In other words, it all felt “a bit Black Mirror,” as one might say today. (Credit to this 1999 Reason Magazine article for this collection of quotes)
The Walkman, critics claimed, was more than just music to one’s ears. It was a tool of societal disconnect and, for government officials and law enforcement, a danger on the roads because it limited the hearing of drivers, cyclists, and pedestrians.
After a number of accidents involving Walkman headphones, numerous states across the US swiftly put into effect (or proposed) restrictions, many related to headphone use while driving or cycling. Among them were statutes in California, Florida, Georgia, Minnesota, Pennsylvania, Virginia, and Washington.
The New Jersey township of Woodbridge went a step further, forbidding not just driving or biking, but even crossing the street while wearing Walkman headphones.
The price for breaking this prohibition? A potential two-week stay in jail and a fine. The law made national and international news, including the BBC who got reactions on the street.
The day the law was put into effect, Oscar Gross, a retiree from a neighboring town, was spurred into action. Seething, he approached Police Sergeant Lou Monzo, purposefully donned his headphones, and crossed the street.
The outcome of this small act of civil disobedience? Gross became the first person to receive a citation for wearing headphones (even though they weren’t plugged into anything). Undeterred, he stated in an interview, “I’m prepared to go to jail for 15 days just to prove a point.”
Gross ended up being interviewed for national outlets, as did members of the Woodbridge town council. However, to his disappointment, Gross was not sent to jail. After the judge imposed a $50 fine, which was later suspended, a frustrated Gross said to a journalist, “He didn’t even give me the opportunity to say that I was willing to serve time in jail.”
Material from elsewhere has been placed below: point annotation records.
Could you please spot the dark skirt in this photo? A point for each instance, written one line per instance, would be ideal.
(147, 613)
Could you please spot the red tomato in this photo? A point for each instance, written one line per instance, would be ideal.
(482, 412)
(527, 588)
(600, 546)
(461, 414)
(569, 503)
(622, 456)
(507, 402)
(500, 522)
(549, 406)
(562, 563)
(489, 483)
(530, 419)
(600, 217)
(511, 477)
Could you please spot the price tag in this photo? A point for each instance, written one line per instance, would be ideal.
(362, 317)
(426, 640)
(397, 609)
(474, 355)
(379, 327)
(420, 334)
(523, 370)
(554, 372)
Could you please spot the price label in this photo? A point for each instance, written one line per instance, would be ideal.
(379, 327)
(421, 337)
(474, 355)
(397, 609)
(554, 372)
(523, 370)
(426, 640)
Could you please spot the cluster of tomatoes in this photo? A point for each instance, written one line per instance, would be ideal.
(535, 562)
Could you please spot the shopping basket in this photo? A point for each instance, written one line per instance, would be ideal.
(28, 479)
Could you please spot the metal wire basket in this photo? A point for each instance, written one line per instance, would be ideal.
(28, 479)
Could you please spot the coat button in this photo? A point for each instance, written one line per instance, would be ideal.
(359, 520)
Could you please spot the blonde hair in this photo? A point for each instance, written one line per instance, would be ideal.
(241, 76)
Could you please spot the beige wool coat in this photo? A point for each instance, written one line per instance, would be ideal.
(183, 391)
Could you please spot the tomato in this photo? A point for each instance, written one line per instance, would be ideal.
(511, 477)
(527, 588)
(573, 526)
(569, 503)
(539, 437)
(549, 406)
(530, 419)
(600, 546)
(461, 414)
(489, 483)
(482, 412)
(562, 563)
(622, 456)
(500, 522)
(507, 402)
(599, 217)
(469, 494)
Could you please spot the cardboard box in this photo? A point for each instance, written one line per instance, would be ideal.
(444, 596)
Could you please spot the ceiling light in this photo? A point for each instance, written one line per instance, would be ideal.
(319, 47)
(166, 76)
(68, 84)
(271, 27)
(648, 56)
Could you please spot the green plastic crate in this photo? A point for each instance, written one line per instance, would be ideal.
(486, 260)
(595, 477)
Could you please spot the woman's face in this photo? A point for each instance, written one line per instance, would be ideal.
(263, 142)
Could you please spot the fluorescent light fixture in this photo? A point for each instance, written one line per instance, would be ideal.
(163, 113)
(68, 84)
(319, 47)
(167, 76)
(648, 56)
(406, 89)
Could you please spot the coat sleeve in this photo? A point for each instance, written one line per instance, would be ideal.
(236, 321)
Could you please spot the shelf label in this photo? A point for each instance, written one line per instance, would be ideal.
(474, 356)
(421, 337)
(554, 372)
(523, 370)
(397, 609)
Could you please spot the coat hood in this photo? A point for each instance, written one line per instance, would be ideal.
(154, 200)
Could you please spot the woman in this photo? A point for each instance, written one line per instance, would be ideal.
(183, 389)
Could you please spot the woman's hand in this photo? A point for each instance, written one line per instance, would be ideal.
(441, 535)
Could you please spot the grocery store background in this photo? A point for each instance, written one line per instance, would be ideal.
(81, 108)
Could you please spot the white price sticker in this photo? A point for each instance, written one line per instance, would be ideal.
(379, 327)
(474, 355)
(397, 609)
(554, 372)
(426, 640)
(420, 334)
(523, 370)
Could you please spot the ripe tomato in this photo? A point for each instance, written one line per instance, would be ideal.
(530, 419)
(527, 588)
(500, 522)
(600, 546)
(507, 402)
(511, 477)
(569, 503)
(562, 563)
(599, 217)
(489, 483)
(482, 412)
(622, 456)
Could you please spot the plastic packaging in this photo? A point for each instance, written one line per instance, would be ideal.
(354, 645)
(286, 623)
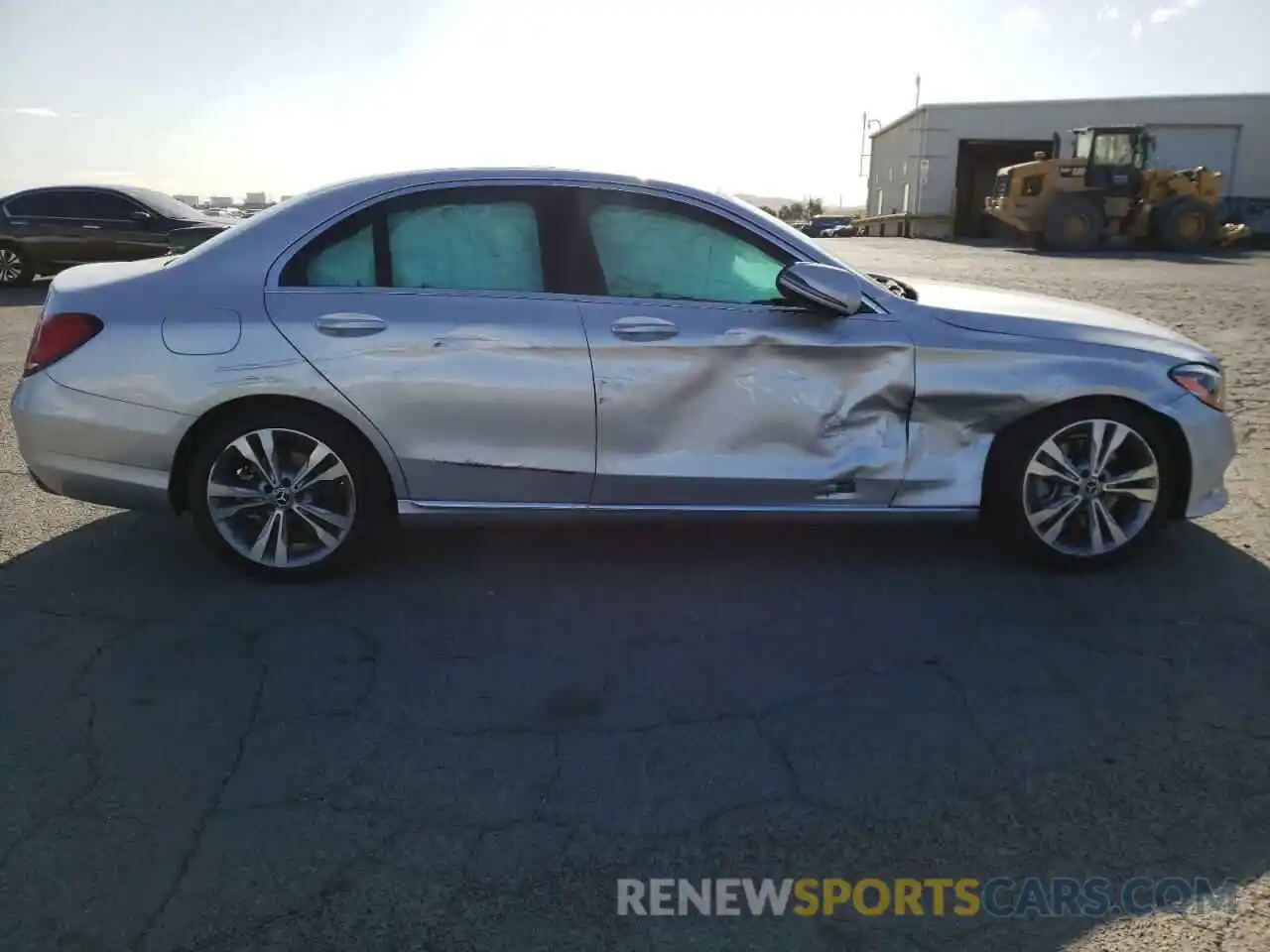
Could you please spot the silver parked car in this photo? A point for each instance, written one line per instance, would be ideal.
(512, 341)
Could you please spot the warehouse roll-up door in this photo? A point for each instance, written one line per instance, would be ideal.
(1188, 146)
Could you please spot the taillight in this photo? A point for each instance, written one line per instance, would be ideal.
(59, 335)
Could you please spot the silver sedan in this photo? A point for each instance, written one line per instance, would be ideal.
(503, 343)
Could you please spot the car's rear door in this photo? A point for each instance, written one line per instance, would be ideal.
(712, 391)
(46, 225)
(437, 315)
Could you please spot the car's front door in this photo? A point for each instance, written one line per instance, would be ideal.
(436, 315)
(711, 390)
(118, 231)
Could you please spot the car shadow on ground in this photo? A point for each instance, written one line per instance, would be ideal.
(30, 296)
(721, 699)
(1215, 257)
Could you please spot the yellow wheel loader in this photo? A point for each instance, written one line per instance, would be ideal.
(1106, 188)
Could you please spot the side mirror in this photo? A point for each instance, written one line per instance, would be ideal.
(822, 286)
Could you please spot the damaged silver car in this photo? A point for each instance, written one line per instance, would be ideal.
(503, 343)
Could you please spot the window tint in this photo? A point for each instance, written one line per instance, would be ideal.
(48, 204)
(654, 253)
(468, 246)
(105, 204)
(344, 264)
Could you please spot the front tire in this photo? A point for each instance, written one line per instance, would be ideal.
(287, 494)
(1080, 486)
(16, 270)
(1189, 226)
(1074, 223)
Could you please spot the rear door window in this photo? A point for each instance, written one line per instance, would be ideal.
(41, 204)
(466, 246)
(108, 206)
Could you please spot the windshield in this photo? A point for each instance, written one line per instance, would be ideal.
(1083, 140)
(799, 240)
(167, 206)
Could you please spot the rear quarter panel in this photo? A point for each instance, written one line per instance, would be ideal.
(180, 340)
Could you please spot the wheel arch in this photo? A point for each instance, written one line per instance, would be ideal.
(178, 476)
(1178, 445)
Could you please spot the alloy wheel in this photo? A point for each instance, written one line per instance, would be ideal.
(1091, 488)
(10, 266)
(281, 498)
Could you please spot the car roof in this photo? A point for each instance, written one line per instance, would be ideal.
(390, 181)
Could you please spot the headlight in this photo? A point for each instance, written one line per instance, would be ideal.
(1203, 381)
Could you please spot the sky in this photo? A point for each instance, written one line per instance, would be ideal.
(223, 96)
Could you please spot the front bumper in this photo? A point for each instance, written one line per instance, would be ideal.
(94, 448)
(1210, 439)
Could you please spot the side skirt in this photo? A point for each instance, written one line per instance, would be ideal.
(434, 509)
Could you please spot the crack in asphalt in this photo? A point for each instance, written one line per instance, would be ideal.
(90, 752)
(208, 812)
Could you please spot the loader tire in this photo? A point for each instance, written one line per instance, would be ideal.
(1189, 226)
(1074, 223)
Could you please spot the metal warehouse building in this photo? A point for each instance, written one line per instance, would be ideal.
(942, 159)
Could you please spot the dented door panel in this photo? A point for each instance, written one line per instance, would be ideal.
(748, 405)
(484, 398)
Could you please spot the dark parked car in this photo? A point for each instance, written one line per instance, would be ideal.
(46, 230)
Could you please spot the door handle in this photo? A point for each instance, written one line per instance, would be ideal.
(349, 325)
(644, 327)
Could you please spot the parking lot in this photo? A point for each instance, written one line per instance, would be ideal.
(465, 748)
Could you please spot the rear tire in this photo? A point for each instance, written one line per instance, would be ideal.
(1074, 223)
(1040, 503)
(16, 270)
(287, 494)
(1189, 226)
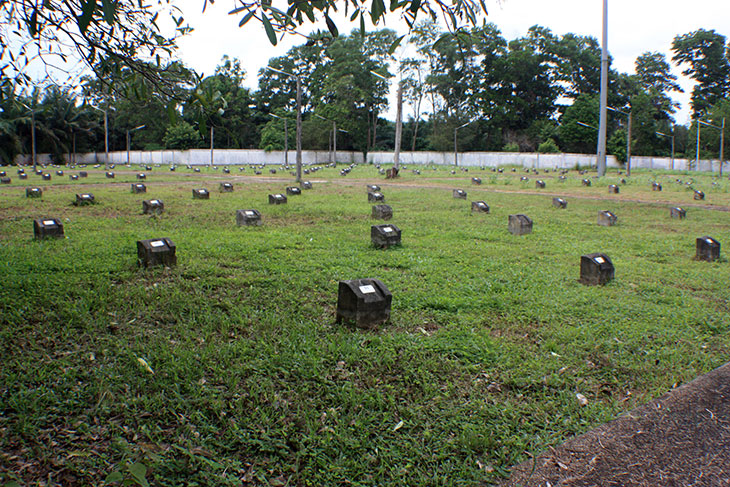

“No municipality has the right to tell somebody what they can wear.”
Oscar Gross
Oscar Gross was preparing to take the case all the way to the Supreme Court, but backed out after someone was killed crossing the street while wearing headphones — the kind of tragic anecdote that is the inevitable and unavoidable price of freedom.
This chapter in techno-pessimism is a good reminder that nostalgia tends to elicit amnesia about the resistance new technologies once faced. After all, who would have thought the “good old days” could ever have been considered a bad, brave new world?